Monthly average air pollution models using geographically weighted regression in Europe from 2000 to 2019

Detailed spatial models of monthly air pollution levels at a very fine spatial resolution (25 m) can help facilitate studies to explore critical time-windows of exposure at intermediate term. Seasonal changes in air pollution may affect both levels and spatial patterns of air pollution across Europe. We built Europe-wide land-use regression (LUR) models to estimate monthly concentrations of regulated air pollutants (NO₂, O₃, PM₁₀ and PM_2.5) between 2000 and 2019. Monthly average concentrations were collected from routine monitoring stations.

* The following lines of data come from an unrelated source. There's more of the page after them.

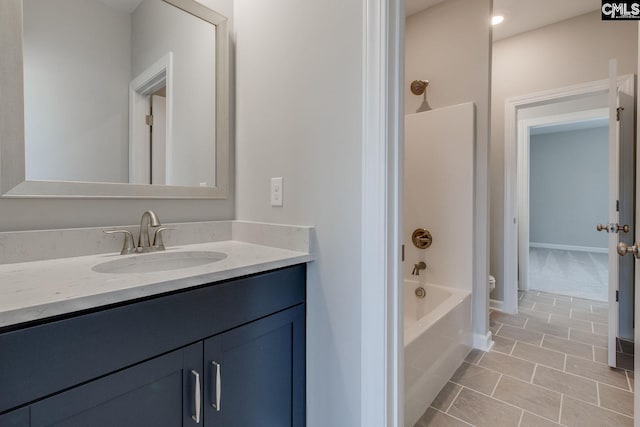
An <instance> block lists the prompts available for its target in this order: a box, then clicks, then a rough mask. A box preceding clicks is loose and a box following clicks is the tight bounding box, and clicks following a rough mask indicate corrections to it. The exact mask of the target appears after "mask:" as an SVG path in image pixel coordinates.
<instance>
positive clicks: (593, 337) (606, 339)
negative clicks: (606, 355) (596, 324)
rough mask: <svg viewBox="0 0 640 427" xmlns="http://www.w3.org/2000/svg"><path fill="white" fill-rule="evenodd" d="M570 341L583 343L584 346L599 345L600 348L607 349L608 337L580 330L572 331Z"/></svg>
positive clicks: (606, 336)
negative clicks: (607, 337)
mask: <svg viewBox="0 0 640 427" xmlns="http://www.w3.org/2000/svg"><path fill="white" fill-rule="evenodd" d="M569 339H570V340H571V341H577V342H581V343H583V344H589V345H597V346H598V347H605V348H606V347H607V344H608V342H607V336H606V335H598V334H592V333H591V332H586V331H581V330H578V329H572V330H571V331H570V332H569Z"/></svg>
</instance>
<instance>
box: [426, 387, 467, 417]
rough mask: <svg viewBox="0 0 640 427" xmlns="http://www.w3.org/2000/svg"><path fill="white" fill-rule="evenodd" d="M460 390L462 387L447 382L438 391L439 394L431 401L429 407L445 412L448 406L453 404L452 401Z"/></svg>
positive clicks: (452, 400) (452, 401)
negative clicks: (446, 383) (432, 401)
mask: <svg viewBox="0 0 640 427" xmlns="http://www.w3.org/2000/svg"><path fill="white" fill-rule="evenodd" d="M460 389H462V387H461V386H459V385H458V384H454V383H452V382H448V383H447V384H446V385H445V386H444V387H443V388H442V390H440V393H438V395H437V396H436V398H435V399H433V402H432V403H431V406H433V407H434V408H436V409H440V410H441V411H443V412H447V409H449V405H451V403H453V399H455V398H456V396H457V395H458V392H459V391H460Z"/></svg>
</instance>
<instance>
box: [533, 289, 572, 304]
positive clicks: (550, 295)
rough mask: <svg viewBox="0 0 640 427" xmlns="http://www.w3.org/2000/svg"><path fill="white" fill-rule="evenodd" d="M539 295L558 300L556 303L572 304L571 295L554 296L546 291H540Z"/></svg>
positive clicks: (559, 294)
mask: <svg viewBox="0 0 640 427" xmlns="http://www.w3.org/2000/svg"><path fill="white" fill-rule="evenodd" d="M538 295H539V296H541V297H545V298H551V299H554V300H556V303H557V302H558V301H566V302H571V297H570V296H569V295H561V294H552V293H549V292H544V291H539V292H538Z"/></svg>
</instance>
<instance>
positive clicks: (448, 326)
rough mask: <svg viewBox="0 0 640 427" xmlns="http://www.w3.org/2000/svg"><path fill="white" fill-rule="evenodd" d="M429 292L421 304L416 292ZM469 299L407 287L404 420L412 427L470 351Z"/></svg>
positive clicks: (413, 282) (432, 289) (438, 290)
mask: <svg viewBox="0 0 640 427" xmlns="http://www.w3.org/2000/svg"><path fill="white" fill-rule="evenodd" d="M419 286H422V287H424V289H425V290H426V296H425V298H418V297H416V295H415V290H416V288H418V287H419ZM471 341H472V333H471V293H470V292H468V291H463V290H459V289H455V288H448V287H444V286H437V285H431V284H428V285H420V284H418V282H413V281H408V280H407V281H405V282H404V392H405V398H404V402H405V403H404V417H405V422H404V425H405V427H413V426H414V424H415V423H416V421H418V419H419V418H420V417H421V416H422V414H423V413H424V412H425V411H426V410H427V408H428V407H429V405H430V404H431V402H432V401H433V399H435V397H436V396H437V395H438V392H440V390H441V389H442V387H444V385H445V384H446V383H447V381H448V380H449V378H451V375H453V373H454V372H455V370H456V369H457V368H458V366H460V364H461V363H462V361H463V360H464V358H465V357H466V356H467V354H468V353H469V350H470V349H471Z"/></svg>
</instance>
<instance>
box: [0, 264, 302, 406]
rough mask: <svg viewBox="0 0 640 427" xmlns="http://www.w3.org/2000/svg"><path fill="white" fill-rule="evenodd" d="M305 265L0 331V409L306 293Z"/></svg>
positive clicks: (161, 350) (126, 364) (300, 296)
mask: <svg viewBox="0 0 640 427" xmlns="http://www.w3.org/2000/svg"><path fill="white" fill-rule="evenodd" d="M305 271H306V266H305V265H298V266H294V267H289V268H286V269H282V270H277V271H272V272H268V273H264V274H259V275H256V276H250V277H245V278H241V279H235V280H231V281H227V282H219V283H215V284H212V285H210V286H206V287H200V288H197V289H192V290H185V291H182V292H178V293H174V294H170V295H165V296H159V297H156V298H153V299H148V300H144V301H139V302H132V303H128V304H126V305H121V306H118V307H115V308H110V309H105V310H101V311H96V312H93V313H89V314H83V315H80V316H77V317H71V318H68V319H64V320H58V321H54V322H50V323H45V324H42V325H38V326H33V327H29V328H25V329H20V330H16V331H11V332H6V333H3V334H0V384H1V385H2V387H1V390H2V391H0V412H4V411H7V410H9V409H12V408H15V407H18V406H22V405H25V404H27V403H29V402H32V401H34V400H36V399H40V398H42V397H45V396H48V395H51V394H53V393H56V392H58V391H60V390H64V389H67V388H70V387H73V386H75V385H78V384H81V383H83V382H86V381H89V380H91V379H94V378H97V377H99V376H103V375H106V374H108V373H110V372H114V371H116V370H119V369H123V368H125V367H127V366H131V365H134V364H136V363H139V362H141V361H143V360H147V359H151V358H153V357H155V356H157V355H159V354H163V353H167V352H169V351H172V350H175V349H178V348H180V347H184V346H186V345H189V344H192V343H195V342H197V341H200V340H202V339H204V338H207V337H210V336H213V335H215V334H218V333H220V332H223V331H226V330H229V329H231V328H234V327H236V326H239V325H242V324H244V323H247V322H250V321H252V320H255V319H259V318H261V317H264V316H267V315H269V314H272V313H275V312H278V311H280V310H284V309H286V308H288V307H292V306H294V305H297V304H300V303H302V302H304V300H305V274H306V273H305Z"/></svg>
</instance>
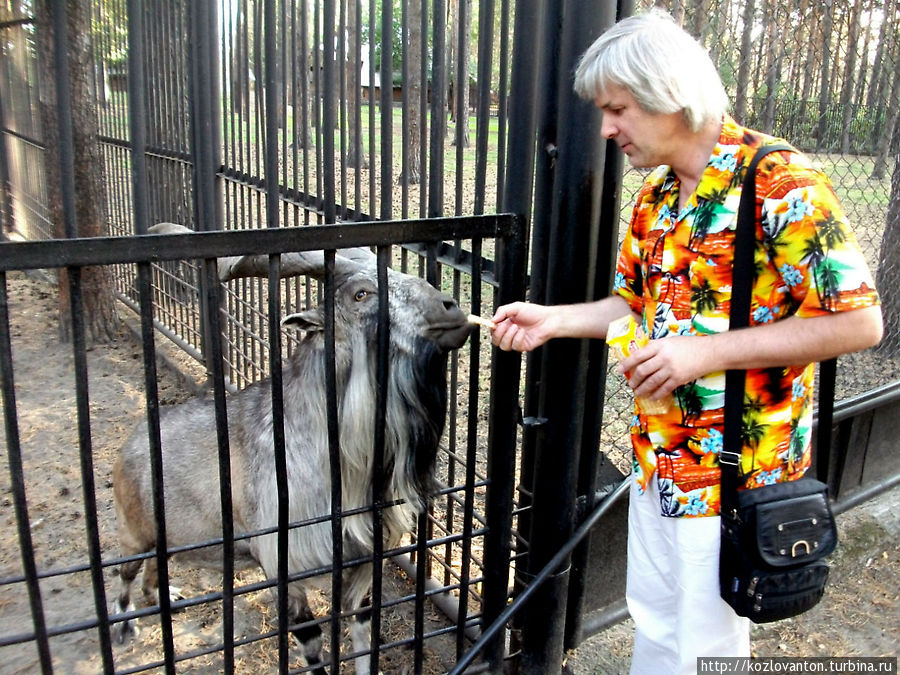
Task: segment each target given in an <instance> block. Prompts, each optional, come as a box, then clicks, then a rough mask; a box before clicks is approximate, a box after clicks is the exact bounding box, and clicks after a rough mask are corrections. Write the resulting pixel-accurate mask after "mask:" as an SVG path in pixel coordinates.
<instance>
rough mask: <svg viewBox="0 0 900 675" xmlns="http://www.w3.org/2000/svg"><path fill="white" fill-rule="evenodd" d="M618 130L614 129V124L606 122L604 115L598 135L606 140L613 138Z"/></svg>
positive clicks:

Including both monthly-fixed and -varying spatial variables, we used supervised linear regression (SLR) to select predictors and geographically weighted regression (GWR) to estimate spatially-varying regression coefficients for each month. Model performance was assessed with 5-fold cross-validation (CV). We also compared the performance of the monthly LUR models with monthly adjusted concentrations. Results revealed significant monthly variations in both estimates and model structure, particularly for O₃, PM₁₀, and PM_2.5. The 5-fold CV showed generally good performance of the monthly GWR models across months and years (5-fold CV R²: 0.31–0.66 for NO₂, 0.4–0.79 for O₃, 0.4–0.78 for PM₁₀, 0.46–0.87 for PM_2.5). Monthly GWR models slightly outperformed monthly-adjusted models. Correlations between monthly GWR model were generally moderate to high (Pearson correlation >0.6). In conclusion, we are the first to develop robust monthly LUR models for air pollution in Europe. These monthly LUR models, at a 25 m spatial resolution, enhance epidemiologists to better characterize Europe-wide intermediate-term health effects related to air pollution, facilitating investigations into critical exposure time windows in birth cohort studies.